Hi, I like to compute differences between two snapshots (diff), rather than looking at a single snapshot: https://docs.python.org/dev/library/tracemalloc.html#compute-differences You can modify your signal handler to write the snapshot into a file using pickle.dump(): https://github.com/vstinner/tracemallocqt#usage Then use pickle.load() to reload snapshots from files. You can take multiple snapshots and compare snapshot 1 with snapshot 2, compare 1 with 3, etc. If there is a major memory increase between two snapshots, I expect a significant difference between these two snapshots. You can configure tracemalloc to decide how many frames per traceback are stored. See -X tracemalloc=NFRAME, PYTHONTRACEMALLOC=NFRAME and start() argument: https://docs.python.org/dev/library/tracemalloc.html#tracemalloc.start tracemalloc only "sees" memory allocations made by Python.
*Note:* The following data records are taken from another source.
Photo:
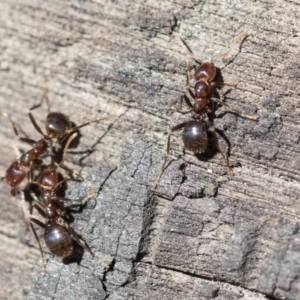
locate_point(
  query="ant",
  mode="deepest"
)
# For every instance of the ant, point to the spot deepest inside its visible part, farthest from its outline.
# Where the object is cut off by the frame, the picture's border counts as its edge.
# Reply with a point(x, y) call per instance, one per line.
point(194, 136)
point(58, 128)
point(57, 231)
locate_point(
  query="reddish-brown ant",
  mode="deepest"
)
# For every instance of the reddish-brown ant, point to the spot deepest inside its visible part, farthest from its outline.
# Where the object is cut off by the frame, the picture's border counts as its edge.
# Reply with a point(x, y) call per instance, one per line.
point(58, 128)
point(57, 231)
point(194, 135)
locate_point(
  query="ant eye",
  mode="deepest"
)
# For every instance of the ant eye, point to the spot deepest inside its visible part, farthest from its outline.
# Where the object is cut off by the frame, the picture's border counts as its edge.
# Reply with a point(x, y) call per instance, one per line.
point(57, 125)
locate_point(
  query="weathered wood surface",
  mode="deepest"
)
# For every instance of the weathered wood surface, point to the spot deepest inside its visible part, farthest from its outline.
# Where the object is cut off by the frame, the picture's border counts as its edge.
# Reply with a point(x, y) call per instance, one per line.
point(207, 236)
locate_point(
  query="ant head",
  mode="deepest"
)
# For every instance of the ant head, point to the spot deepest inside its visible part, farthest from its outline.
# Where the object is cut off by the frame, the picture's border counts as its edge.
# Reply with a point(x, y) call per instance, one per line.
point(206, 72)
point(57, 125)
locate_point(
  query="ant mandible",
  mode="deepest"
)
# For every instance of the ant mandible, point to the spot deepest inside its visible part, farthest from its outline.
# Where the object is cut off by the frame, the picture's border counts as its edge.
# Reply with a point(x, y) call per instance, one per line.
point(194, 134)
point(58, 128)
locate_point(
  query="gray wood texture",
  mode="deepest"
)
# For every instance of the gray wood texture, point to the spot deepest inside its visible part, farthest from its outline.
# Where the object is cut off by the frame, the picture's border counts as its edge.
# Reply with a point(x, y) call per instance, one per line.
point(202, 234)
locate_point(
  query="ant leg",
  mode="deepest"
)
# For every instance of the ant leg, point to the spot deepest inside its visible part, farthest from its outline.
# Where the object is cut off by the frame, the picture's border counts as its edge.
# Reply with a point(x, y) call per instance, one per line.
point(177, 127)
point(61, 165)
point(85, 124)
point(36, 126)
point(221, 84)
point(82, 244)
point(23, 139)
point(239, 37)
point(188, 52)
point(213, 131)
point(232, 109)
point(38, 222)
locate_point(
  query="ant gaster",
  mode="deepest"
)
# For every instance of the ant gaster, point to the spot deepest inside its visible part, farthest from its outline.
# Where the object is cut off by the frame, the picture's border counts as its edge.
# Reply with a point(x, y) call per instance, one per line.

You can get the "current size size of memory blocks traced by the tracemalloc module" with: https://docs.python.org/dev/library/tracemalloc.html#tracemalloc.get_traced_... Note: tracemalloc itself consumes a lot of memory, which can explain why your application uses more RSS memory when tracemalloc is used. If there is a huge difference between the RSS memory increase the what tracemalloc see (ex: RSS: +100 MB, tracemalloc: +1 MB), maybe you should use another tool working at the malloc/free level, like Valgrind. Victor

Once upon a time, Victor Stinner <vstinner@redhat.com> said:
Then use pickle.load() to reload snapshots from files. You can take multiple snapshots and compare snapshot 1 with snapshot 2, compare 1 with 3, etc. If there is a major memory increase between two snapshots, I expect a significant difference between these two snapshots.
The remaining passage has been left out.